I know this is true for my writing. I feel very much like I need to work on a big project, and I keep thinking I’ve found one, but then, that one loses luster and I move on to another idea. I just keep waiting for some clarity on what I should delve into completely.
Meanwhile, I work on what I know I can do. I write every day, even if just a little, because I can do this. I may not be able to do exactly what I dream of doing, but this is moving me forward, one word and one step at a time. This morning I finished an essay – at least I finished the essay as best I can with what I know now. So I am at a new stage of waiting as I look forward to the feedback from my writer friends. Tomorrow, I will wake and work on something else. This is how I move forward, even as I wait.

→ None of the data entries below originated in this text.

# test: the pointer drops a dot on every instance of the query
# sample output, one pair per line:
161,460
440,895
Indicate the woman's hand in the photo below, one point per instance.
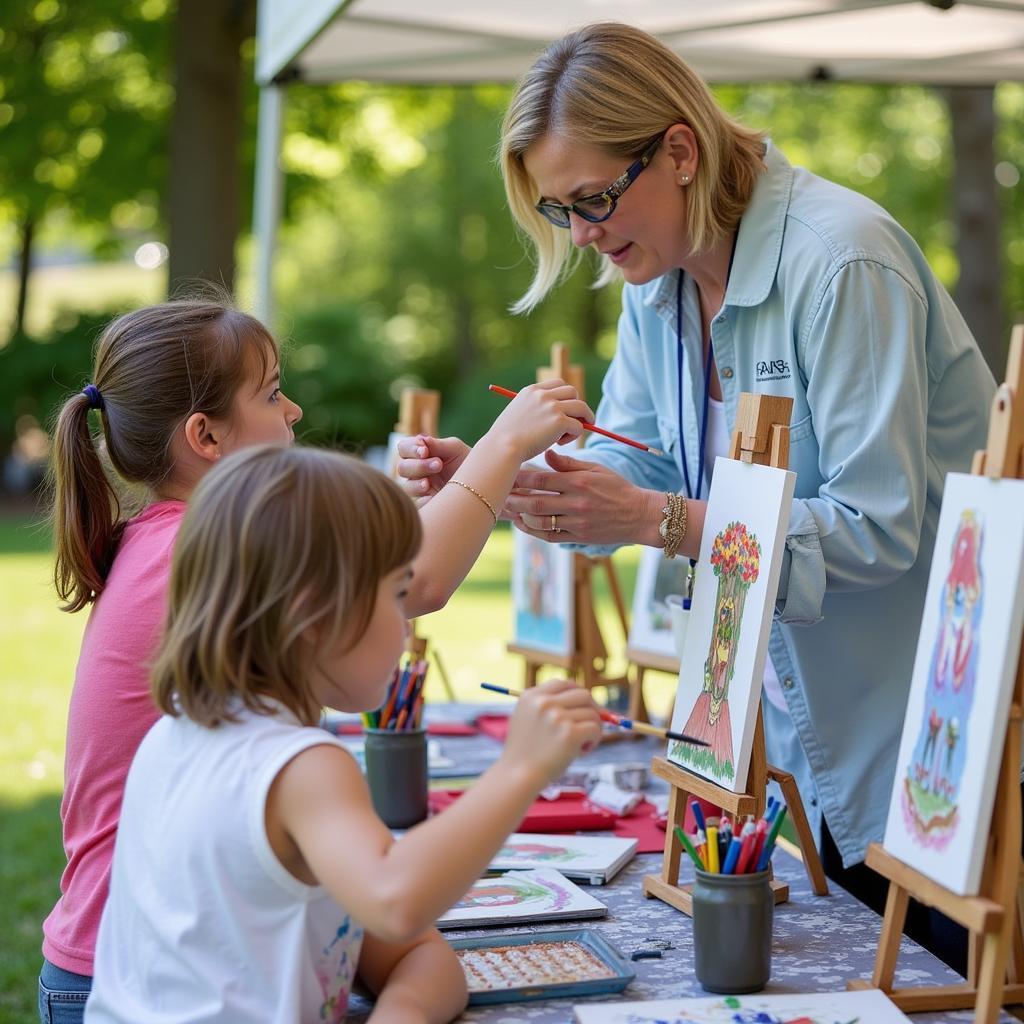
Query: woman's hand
541,415
591,504
426,464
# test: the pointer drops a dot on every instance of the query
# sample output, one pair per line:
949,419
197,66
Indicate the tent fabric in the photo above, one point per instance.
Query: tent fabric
973,42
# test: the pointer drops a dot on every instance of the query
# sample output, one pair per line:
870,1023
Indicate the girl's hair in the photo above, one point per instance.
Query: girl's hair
154,368
616,87
276,542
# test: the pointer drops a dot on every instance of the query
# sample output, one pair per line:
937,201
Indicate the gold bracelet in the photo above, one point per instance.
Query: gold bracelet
673,527
473,491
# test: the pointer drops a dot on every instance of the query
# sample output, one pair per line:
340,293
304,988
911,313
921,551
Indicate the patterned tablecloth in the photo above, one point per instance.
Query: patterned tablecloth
819,942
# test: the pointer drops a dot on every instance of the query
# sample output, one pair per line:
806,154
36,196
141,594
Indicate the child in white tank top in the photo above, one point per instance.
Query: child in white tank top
252,881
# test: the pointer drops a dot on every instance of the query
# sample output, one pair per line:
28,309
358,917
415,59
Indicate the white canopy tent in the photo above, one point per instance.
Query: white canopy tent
942,42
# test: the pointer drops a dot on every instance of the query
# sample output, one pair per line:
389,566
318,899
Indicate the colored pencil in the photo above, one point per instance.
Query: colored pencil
688,847
498,389
713,849
613,719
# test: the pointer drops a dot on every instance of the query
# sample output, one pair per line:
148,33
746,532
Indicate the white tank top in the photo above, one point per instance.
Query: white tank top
718,441
203,922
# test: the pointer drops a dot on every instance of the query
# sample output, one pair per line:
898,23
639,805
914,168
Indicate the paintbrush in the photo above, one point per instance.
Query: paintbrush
623,723
498,389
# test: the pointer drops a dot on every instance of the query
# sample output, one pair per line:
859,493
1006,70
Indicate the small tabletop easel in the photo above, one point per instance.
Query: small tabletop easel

As in all things to do with writing, the idea applies to life – at least my life, too. Sometimes there are situations for which there is not action that you can take beyond the simple practice of begging for the patience to wait. I am in – for many reasons – one of those places now. I am trying, as Anne Lamott (in Grace (Eventually)) describes when she has a particularly bad day:
I remembered an old sermon of Veronica’s in which she said that when we are with other people, they should be able to see Jesus’ love in our faces, his tender-compassion in our hands. Sometimes I think that Jesus watches my neurotic struggles, and shakes his head and grips his forehead and starts tossing back mojitos. . . . This time I decided to fake it and pretend that I had believed what Veronica said, and respond to myself as gently as I would to you; this is all I am every really hungry for. I got myself some cool water, a pair of soft socks: scootch, scootch, scootch. Then waves of nausea and self-loathing, backtrack, bog. I thought of all the times my friends have given off light in the darkness, by their generosity, by trying to help in the world, by simply making it through the hard patches with a little dignity, so that other people could see this could be done. So I was simply kind to myself, and I scootched. I burped my terrible Cyclops burps, which brought such relief that I finally remembered who I was: one of the sometimes miserable all-of-us.
I am, to be honest, in the place of the sometimes miserable, but I keep scootching while I wait. Scootch. Scootch. Scootch.